Step 3: cos θ = ± 4/5.
Step 4: In QIV, cosine is positive. So cos θ = 4/5.
Conclusion: cos θ = 4/5.

Q4.1 — θ = 0

P(0) = (1, 0). Lies on the positive x-axis (boundary, not in any quadrant).

Q4.2 — θ = π/2

P(π/2) = (0, 1). Lies on the positive y-axis.

Q4.3 — θ = π

P(π) = (−1, 0). Lies on the negative x-axis.

Q4.4 — θ = 3π/2

P(3π/2) = (0, −1). Lies on the negative y-axis.

Q4.5 — θ = 5π/4

Quadrant III (since π < 5π/4 < 3π/2). Reference angle α = 5π/4 − π = π/4. From the 45-45-90 triangle: cos(π/4) = sin(π/4) = √2/2. In QIII both are negative. P(5π/4) = (−√2/2, −√2/2).

Q4.6 — θ = 5π/6

Quadrant II. Reference angle α = π − 5π/6 = π/6. cos(π/6) = √3/2, sin(π/6) = 1/2. In QII: cos negative, sin positive. P(5π/6) = (−√3/2, 1/2).

Q4.7 — θ = −π/2

Coterminal with −π/2 + 2π = 3π/2 (on negative y-axis). P(−π/2) = (0, −1).

Q4.8 — tan(4π/3)

Quadrant III (since π < 4π/3 < 3π/2). Reference angle α = 4π/3 − π = π/3. tan(π/3) = √3. In QIII, tangent is positive. tan(4π/3) = √3.

Q4.9 — cos θ = −5/13, θ in QII

sin²θ = 1 − 25/169 = 144/169, so sin θ = ± 12/13. In QII, sin is positive: sin θ = 12/13.

Q4.10 — tan θ = 7/24, θ in QIII

Build a 7-24-25 right triangle (since 7² + 24² = 49 + 576 = 625 = 25²). At the reference angle: sin = 7/25, cos = 24/25. In QIII both are negative: sin θ = −7/25, cos θ = −24/25. (Check: tan = (−7/25)/(−24/25) = 7/24 ✓.)

Q4.11 — Recover θ from coordinates

Both coordinates negative ⇒ QIII. |x| = √3/2 = cos(π/6); |y| = 1/2 = sin(π/6). So the reference angle is π/6. In QIII, θ = π + α = π + π/6 = 7π/6.

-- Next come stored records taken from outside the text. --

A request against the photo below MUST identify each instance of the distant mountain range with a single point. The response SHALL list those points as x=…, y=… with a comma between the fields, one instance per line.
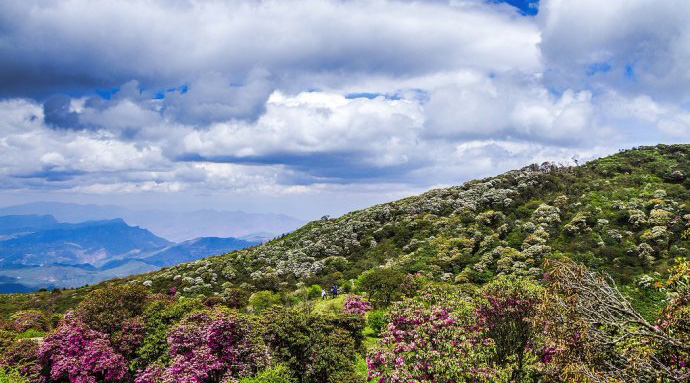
x=173, y=226
x=38, y=251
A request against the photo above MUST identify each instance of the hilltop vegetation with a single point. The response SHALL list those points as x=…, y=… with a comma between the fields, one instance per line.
x=503, y=279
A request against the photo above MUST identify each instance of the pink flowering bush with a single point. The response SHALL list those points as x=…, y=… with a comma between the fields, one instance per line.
x=21, y=356
x=428, y=343
x=130, y=337
x=354, y=304
x=441, y=338
x=78, y=354
x=209, y=346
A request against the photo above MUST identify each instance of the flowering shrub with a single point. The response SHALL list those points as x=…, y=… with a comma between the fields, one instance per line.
x=438, y=337
x=503, y=315
x=159, y=317
x=81, y=355
x=209, y=346
x=21, y=356
x=236, y=298
x=6, y=339
x=30, y=320
x=377, y=321
x=315, y=347
x=426, y=344
x=277, y=374
x=105, y=309
x=130, y=337
x=354, y=304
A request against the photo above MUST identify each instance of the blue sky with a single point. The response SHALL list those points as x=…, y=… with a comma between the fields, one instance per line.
x=312, y=107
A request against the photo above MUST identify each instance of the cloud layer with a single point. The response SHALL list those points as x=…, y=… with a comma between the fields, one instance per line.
x=277, y=98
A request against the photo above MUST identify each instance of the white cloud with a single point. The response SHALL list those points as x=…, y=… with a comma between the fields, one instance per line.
x=324, y=97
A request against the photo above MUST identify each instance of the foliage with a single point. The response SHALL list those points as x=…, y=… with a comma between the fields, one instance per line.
x=315, y=347
x=11, y=376
x=105, y=309
x=30, y=320
x=236, y=298
x=354, y=304
x=159, y=317
x=21, y=356
x=262, y=300
x=593, y=334
x=463, y=260
x=503, y=314
x=209, y=346
x=81, y=355
x=276, y=374
x=377, y=320
x=383, y=285
x=438, y=337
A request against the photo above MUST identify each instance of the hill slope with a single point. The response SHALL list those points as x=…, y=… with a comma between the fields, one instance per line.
x=174, y=226
x=627, y=214
x=39, y=252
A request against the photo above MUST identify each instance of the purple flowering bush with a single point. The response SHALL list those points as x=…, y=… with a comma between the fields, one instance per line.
x=441, y=338
x=354, y=304
x=21, y=356
x=78, y=354
x=209, y=346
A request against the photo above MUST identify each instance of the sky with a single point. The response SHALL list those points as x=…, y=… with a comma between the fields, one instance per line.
x=314, y=107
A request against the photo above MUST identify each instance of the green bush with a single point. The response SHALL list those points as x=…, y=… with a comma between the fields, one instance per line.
x=317, y=348
x=383, y=285
x=314, y=292
x=6, y=339
x=159, y=317
x=275, y=374
x=264, y=299
x=377, y=321
x=28, y=334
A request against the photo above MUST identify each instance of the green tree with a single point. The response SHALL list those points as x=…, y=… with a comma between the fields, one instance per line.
x=383, y=285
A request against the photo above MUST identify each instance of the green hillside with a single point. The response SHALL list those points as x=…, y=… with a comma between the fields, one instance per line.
x=543, y=274
x=626, y=214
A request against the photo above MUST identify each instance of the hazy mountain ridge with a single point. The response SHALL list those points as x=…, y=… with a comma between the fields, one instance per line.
x=624, y=213
x=38, y=251
x=174, y=226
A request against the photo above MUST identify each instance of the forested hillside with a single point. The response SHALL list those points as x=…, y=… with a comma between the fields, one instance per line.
x=504, y=279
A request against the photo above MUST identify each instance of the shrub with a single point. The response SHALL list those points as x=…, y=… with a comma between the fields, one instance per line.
x=264, y=299
x=377, y=321
x=236, y=298
x=383, y=285
x=30, y=320
x=209, y=346
x=276, y=374
x=159, y=317
x=79, y=354
x=314, y=292
x=105, y=309
x=315, y=347
x=28, y=334
x=6, y=339
x=354, y=304
x=504, y=312
x=11, y=376
x=21, y=356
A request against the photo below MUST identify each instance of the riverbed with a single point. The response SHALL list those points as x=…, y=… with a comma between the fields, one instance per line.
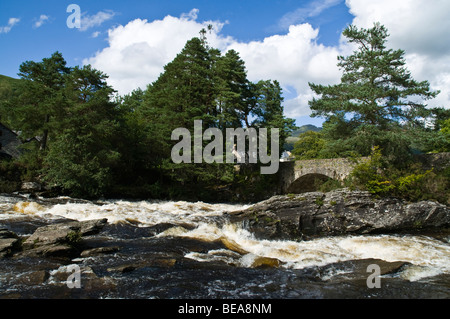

Q4.12 — Pythagorean identity from unit circle

The unit circle has equation x² + y² = 1 (radius 1 centred at origin). Every point P(θ) on it satisfies this equation. Since P(θ) = (cos θ, sin θ) by definition, substituting x = cos θ and y = sin θ gives cos²θ + sin²θ = 1 for every θ. The two equations describe the same geometric constraint — one in Cartesian coordinates, the other in trigonometric terms.